九龍ジェネリックロマンスに出会ってしまった。とんでもなく良い。

絵のセンス、街並み、表情、リアクション、小物、なにより繊細に伏線の張られるストーリー。夢中になって読んだ。単行本派なので2巻の発売が待ち遠しい。これだから漫画を読むのはやめられない。

新米喫煙者のわたしには、煙草のシーンに情緒があるのも嬉しい。煙を吐き出す角度、吸う仕草、緩む表情。

煙草の煙を吐き出すとき、胸の中のなにかも一緒に出ていくような心地がする。
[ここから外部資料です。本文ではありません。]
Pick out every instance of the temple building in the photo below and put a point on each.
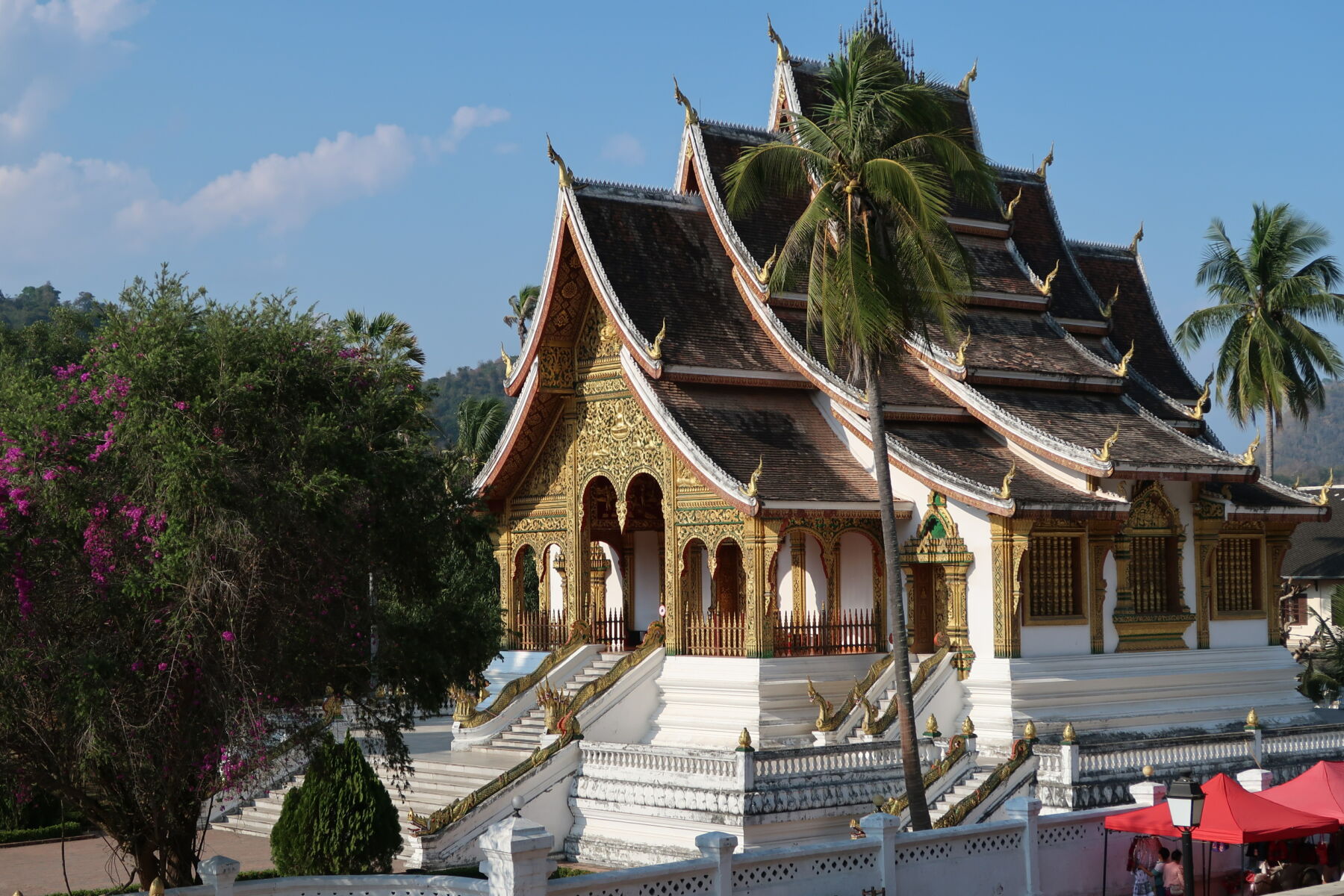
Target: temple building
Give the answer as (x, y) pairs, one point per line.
(691, 573)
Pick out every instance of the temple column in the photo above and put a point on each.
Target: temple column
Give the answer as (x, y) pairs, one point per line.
(762, 541)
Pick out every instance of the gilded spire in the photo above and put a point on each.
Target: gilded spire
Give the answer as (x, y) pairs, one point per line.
(1122, 368)
(1006, 489)
(1324, 497)
(781, 53)
(1048, 161)
(961, 351)
(1104, 454)
(1050, 280)
(656, 346)
(566, 175)
(691, 119)
(756, 479)
(1249, 455)
(971, 75)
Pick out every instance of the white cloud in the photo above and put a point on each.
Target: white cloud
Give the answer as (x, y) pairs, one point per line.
(281, 191)
(49, 49)
(624, 148)
(465, 120)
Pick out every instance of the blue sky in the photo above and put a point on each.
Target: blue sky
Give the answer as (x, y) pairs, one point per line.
(391, 156)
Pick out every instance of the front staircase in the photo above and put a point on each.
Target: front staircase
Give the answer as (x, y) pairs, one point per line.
(438, 777)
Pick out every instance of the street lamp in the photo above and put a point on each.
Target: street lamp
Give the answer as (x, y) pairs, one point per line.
(1186, 801)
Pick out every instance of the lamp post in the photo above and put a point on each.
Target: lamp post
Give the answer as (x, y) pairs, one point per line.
(1186, 801)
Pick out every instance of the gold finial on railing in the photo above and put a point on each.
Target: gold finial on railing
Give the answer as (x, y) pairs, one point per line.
(971, 75)
(1249, 454)
(932, 727)
(961, 351)
(1048, 284)
(1122, 368)
(1048, 161)
(656, 346)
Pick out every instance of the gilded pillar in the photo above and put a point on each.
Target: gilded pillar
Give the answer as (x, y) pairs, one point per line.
(1008, 539)
(762, 541)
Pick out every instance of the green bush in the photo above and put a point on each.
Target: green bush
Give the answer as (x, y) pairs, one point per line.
(339, 821)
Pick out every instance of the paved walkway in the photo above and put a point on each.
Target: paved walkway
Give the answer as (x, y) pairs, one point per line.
(92, 864)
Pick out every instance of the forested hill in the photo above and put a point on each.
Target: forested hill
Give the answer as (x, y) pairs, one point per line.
(1310, 450)
(35, 304)
(483, 381)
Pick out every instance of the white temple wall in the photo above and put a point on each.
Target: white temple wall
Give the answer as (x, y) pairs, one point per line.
(648, 582)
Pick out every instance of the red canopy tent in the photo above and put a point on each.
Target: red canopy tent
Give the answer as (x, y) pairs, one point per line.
(1319, 790)
(1231, 815)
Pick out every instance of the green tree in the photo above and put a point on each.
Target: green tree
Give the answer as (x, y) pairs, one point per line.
(523, 307)
(194, 501)
(883, 161)
(1270, 359)
(339, 821)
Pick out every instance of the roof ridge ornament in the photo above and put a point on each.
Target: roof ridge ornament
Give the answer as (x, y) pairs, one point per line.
(750, 491)
(1324, 497)
(1050, 279)
(1139, 238)
(971, 75)
(1249, 454)
(656, 346)
(1104, 454)
(1122, 368)
(961, 351)
(1048, 161)
(566, 175)
(691, 117)
(781, 53)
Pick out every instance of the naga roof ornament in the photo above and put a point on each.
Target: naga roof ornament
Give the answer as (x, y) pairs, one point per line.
(781, 53)
(691, 117)
(1048, 161)
(967, 78)
(566, 175)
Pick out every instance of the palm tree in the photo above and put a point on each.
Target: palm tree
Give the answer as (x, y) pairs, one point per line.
(1270, 359)
(882, 163)
(523, 307)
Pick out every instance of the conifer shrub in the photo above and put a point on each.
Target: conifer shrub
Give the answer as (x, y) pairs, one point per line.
(339, 821)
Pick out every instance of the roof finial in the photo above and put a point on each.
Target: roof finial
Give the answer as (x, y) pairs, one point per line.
(1122, 368)
(1050, 280)
(656, 346)
(971, 75)
(750, 491)
(1324, 497)
(961, 351)
(1249, 454)
(781, 53)
(1006, 489)
(1104, 454)
(1048, 161)
(691, 119)
(566, 175)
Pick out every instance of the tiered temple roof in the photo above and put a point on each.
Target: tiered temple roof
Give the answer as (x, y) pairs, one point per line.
(1066, 349)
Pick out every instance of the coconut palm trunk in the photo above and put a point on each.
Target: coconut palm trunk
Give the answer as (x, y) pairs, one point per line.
(920, 818)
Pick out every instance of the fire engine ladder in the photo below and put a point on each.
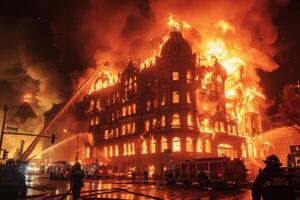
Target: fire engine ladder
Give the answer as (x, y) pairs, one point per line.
(36, 140)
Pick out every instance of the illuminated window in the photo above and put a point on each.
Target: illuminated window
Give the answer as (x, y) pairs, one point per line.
(133, 127)
(116, 150)
(163, 100)
(129, 109)
(111, 151)
(105, 152)
(189, 77)
(123, 129)
(88, 152)
(92, 105)
(244, 150)
(124, 149)
(153, 146)
(123, 111)
(98, 106)
(175, 76)
(133, 148)
(175, 120)
(207, 146)
(188, 97)
(129, 149)
(147, 125)
(164, 144)
(148, 105)
(163, 121)
(189, 144)
(175, 97)
(199, 145)
(133, 108)
(144, 147)
(190, 120)
(154, 123)
(117, 132)
(176, 144)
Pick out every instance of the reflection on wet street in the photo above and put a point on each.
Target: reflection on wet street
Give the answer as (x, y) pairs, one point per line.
(124, 189)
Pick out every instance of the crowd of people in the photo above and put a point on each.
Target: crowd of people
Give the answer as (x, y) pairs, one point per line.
(271, 183)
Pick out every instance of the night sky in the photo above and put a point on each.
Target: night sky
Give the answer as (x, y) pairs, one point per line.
(44, 48)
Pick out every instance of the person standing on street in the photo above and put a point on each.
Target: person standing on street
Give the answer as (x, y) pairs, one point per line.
(271, 183)
(12, 182)
(76, 177)
(146, 174)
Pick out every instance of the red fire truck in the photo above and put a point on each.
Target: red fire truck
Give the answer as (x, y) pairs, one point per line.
(215, 170)
(293, 166)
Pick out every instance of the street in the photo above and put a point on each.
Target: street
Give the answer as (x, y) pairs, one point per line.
(45, 188)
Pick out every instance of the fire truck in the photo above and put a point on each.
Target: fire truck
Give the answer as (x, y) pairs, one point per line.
(293, 166)
(214, 171)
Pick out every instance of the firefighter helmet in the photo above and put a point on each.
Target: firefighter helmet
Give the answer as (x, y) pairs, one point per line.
(272, 160)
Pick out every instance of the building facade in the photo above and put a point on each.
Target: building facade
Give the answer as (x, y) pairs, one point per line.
(164, 112)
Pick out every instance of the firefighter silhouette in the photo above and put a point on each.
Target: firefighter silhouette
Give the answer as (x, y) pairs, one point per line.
(271, 183)
(12, 182)
(76, 178)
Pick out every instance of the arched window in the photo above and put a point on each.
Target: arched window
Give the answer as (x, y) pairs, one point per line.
(207, 146)
(92, 103)
(244, 150)
(189, 77)
(144, 147)
(190, 120)
(189, 144)
(176, 144)
(153, 146)
(164, 144)
(175, 120)
(199, 145)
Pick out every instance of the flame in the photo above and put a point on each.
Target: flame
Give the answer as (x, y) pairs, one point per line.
(104, 80)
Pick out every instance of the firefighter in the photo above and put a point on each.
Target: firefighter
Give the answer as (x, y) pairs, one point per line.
(272, 183)
(12, 182)
(146, 174)
(133, 176)
(76, 177)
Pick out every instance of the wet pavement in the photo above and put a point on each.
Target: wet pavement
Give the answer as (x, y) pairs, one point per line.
(45, 188)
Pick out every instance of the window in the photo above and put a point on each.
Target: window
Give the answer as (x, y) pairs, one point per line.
(105, 151)
(189, 144)
(175, 120)
(147, 125)
(163, 121)
(111, 151)
(153, 146)
(163, 100)
(124, 149)
(116, 150)
(148, 105)
(207, 146)
(188, 97)
(133, 108)
(92, 105)
(199, 145)
(190, 120)
(144, 147)
(176, 144)
(164, 144)
(175, 97)
(175, 76)
(189, 77)
(123, 111)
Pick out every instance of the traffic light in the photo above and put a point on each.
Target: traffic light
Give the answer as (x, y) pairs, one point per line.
(53, 139)
(5, 154)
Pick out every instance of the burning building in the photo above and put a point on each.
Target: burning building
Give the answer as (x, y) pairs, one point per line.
(169, 109)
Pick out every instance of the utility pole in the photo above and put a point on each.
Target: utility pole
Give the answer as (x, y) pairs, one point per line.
(3, 125)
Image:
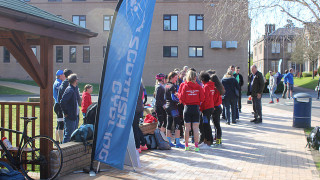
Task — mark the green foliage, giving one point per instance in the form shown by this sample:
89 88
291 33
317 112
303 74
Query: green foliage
306 74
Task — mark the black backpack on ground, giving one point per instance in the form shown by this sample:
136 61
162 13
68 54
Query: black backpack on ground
91 114
151 141
162 141
313 140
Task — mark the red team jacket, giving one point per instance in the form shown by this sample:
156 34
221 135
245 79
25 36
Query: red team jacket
208 94
191 94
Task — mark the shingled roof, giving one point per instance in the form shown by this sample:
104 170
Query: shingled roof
23 11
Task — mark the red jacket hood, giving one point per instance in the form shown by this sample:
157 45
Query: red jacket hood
191 94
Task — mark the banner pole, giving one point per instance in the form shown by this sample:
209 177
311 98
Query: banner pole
92 173
134 169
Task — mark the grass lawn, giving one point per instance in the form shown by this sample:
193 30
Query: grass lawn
10 91
306 82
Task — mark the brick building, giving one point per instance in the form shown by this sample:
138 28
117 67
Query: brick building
178 37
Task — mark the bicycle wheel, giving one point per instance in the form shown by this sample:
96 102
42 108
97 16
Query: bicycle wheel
37 164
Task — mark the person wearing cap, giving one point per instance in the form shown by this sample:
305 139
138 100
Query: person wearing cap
69 105
57 109
160 104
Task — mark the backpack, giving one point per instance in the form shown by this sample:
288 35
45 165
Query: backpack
162 140
9 173
151 141
313 140
83 134
91 114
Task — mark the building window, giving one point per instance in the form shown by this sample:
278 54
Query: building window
170 51
275 47
107 20
274 66
59 54
86 54
196 51
196 22
170 22
73 54
34 49
6 55
79 20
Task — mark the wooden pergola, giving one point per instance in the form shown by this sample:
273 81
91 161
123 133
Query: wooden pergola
23 26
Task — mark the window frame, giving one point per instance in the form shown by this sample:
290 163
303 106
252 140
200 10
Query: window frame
85 61
57 47
196 22
170 21
75 61
196 55
170 51
85 20
275 48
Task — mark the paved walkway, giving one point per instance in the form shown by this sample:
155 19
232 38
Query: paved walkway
272 150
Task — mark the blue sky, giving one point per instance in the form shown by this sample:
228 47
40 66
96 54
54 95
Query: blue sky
263 12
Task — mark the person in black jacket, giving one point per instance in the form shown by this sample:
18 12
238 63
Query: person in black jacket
230 97
239 78
69 105
160 104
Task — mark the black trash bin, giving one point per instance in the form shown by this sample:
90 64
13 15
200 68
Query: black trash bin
302 110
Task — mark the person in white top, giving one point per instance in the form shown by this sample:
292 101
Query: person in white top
272 87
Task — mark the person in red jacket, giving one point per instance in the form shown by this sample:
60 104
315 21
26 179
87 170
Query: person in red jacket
206 108
191 96
218 91
86 98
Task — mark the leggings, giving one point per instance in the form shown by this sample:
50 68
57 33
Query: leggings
216 121
173 117
161 114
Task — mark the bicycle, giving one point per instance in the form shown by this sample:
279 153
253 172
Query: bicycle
29 159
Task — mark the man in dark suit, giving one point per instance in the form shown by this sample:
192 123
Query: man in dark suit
255 89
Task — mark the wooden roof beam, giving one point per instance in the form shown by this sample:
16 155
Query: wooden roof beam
21 42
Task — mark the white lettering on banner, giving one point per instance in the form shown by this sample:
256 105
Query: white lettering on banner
120 92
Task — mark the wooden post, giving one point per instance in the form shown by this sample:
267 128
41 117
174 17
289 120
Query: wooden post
46 99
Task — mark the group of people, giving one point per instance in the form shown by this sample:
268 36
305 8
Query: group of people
191 100
67 99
塊を吐き出したくて煙を含む。
煙草は体に悪い、知らない人と寝るのは危ない、ゲームにのめり込んではいけない、アルコールには中毒性がある、チョコレートは食べすぎてはいけない、スルメイカは胃に悪い。どれも全うで健全な助言だけれど、いつも見つめる先のズレに苦笑してしまう。

煙草を吸う人、アルコールに酩酊する人、知らない男に組み敷かれる人。わたしたちにはきっとそうしなければいつかがなかった。今をなんとかして凌がなければ、目の前の道はあっさりと途切れてしまうから、いつかを望んで今を乗り切ろうとして禁忌に手を伸ばす。悪魔のささやきに身を任せる。

高校生のころ、セックスの約束をして会おうとしたおとなは写真と全く違う顔をしていて、わたしは震える足でひとつしかない改札を抜けて反対側の出口から出た。何度も届く「いつ着く?」のメールが怖くて、ひとつ先の駅まで歩いて逃げた。けれどその次の日、またわたしは違う大人と約束をした。そうでないと生きていけなかった。息苦しくてしんでしまうと思った。いつでも身を投げられてしまうから、駅のホームに柵を設けて欲しかった。

とおい先の健康のために、己を律することなんでできない。未来と言われてもせいぜい5年先ぐらいまでで、その未来さえ自信がない。